Administer intravenous antibiotics postoperatively. The length of administration is based on the operative findings and the recovery of the patient.

Antiemetics and analgesics are administered to patients experiencing nausea and wound pain.

A liquid diet may be started when bowel function returns.

Follow-up care

After hospital discharge, patients must have a light diet and limit their physical activity for a period of 4 weeks – 3 months based on the surgical approach (i.e., laparoscopic or open cholecystectomy). The patient should be evaluated by the surgeon in the clinic to determine improvement and to detect any possible complications.

Following cholecystectomy, about 5–10% of patients develop chronic diarrhoea. This is usually attributed to bile salts. The frequency of enterohepatic circulation of bile salts increases after the gallbladder is removed, resulting in more bile salt reaching the colon. In the colon, bile salts stimulate mucosal secretion of salt and water.

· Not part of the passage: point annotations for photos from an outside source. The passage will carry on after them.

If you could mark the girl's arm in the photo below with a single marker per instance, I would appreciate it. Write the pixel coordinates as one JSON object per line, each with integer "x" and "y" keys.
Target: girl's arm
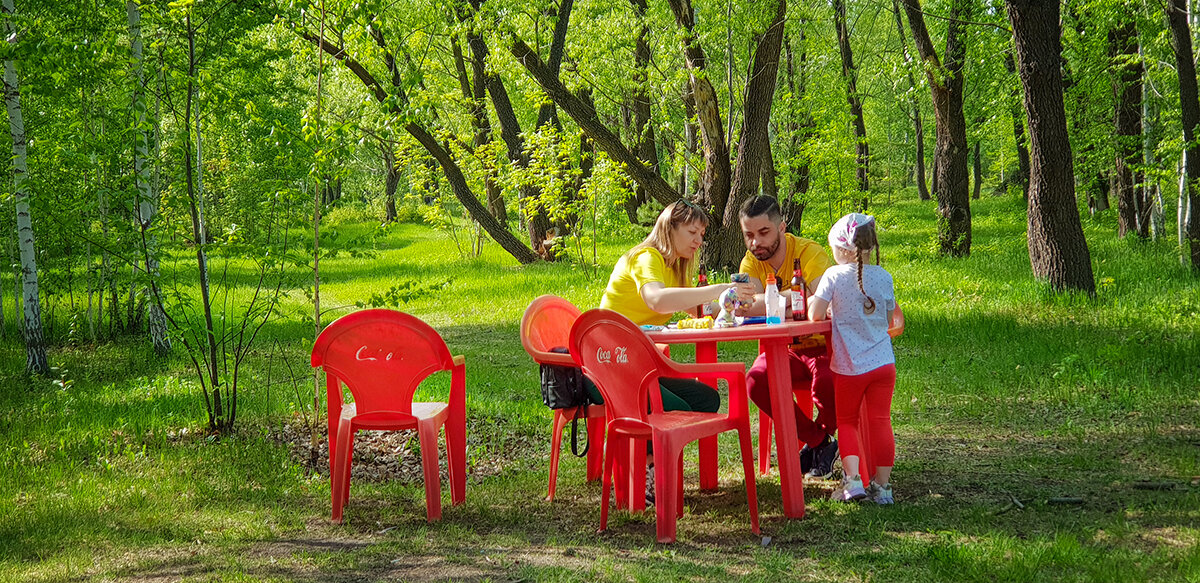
{"x": 817, "y": 308}
{"x": 666, "y": 300}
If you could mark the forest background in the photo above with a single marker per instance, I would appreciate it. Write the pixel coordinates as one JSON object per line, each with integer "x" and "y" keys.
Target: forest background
{"x": 181, "y": 173}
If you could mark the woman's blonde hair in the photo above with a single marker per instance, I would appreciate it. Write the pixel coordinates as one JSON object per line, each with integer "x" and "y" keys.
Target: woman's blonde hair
{"x": 676, "y": 215}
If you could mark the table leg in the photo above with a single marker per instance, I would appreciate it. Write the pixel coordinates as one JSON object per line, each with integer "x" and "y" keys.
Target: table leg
{"x": 779, "y": 378}
{"x": 706, "y": 352}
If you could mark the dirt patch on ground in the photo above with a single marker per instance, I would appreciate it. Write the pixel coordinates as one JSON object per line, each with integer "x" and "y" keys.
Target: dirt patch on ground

Postcholecystectomy diarrhoea usually is mild and can be managed with occasional use of over-the-counter antidiarrhoeal agents. More frequent diarrhoea can be treated with daily administration of a bile acid binding resin.

Following cholecystectomy, a few individuals experience recurrent pain resembling biliary colic. The term “postcholecystectomy syndrome” is sometimes used for this condition.

Many patients with postcholecystectomy syndrome have long-term functional pain that was originally misdiagnosed as being of biliary origin. Diagnostic and therapeutic efforts should be directed at the true cause.

Some individuals with postcholecystectomy syndrome have an underlying motility disorder of Oddi’s sphincter, termed biliary dyskinesia, in which the sphincter fails to relax normally following ingestion of a meal. The diagnosis can be established in specialized centers by endoscopic retrograde cholangiopancreatography.

Prognosis

For uncomplicated cholecystitis, the prognosis is excellent, with a very low mortality rate. In patients who are critically ill with cholecystitis, the mortality rate approaches 50–60%, especially in the setting of peritonitis.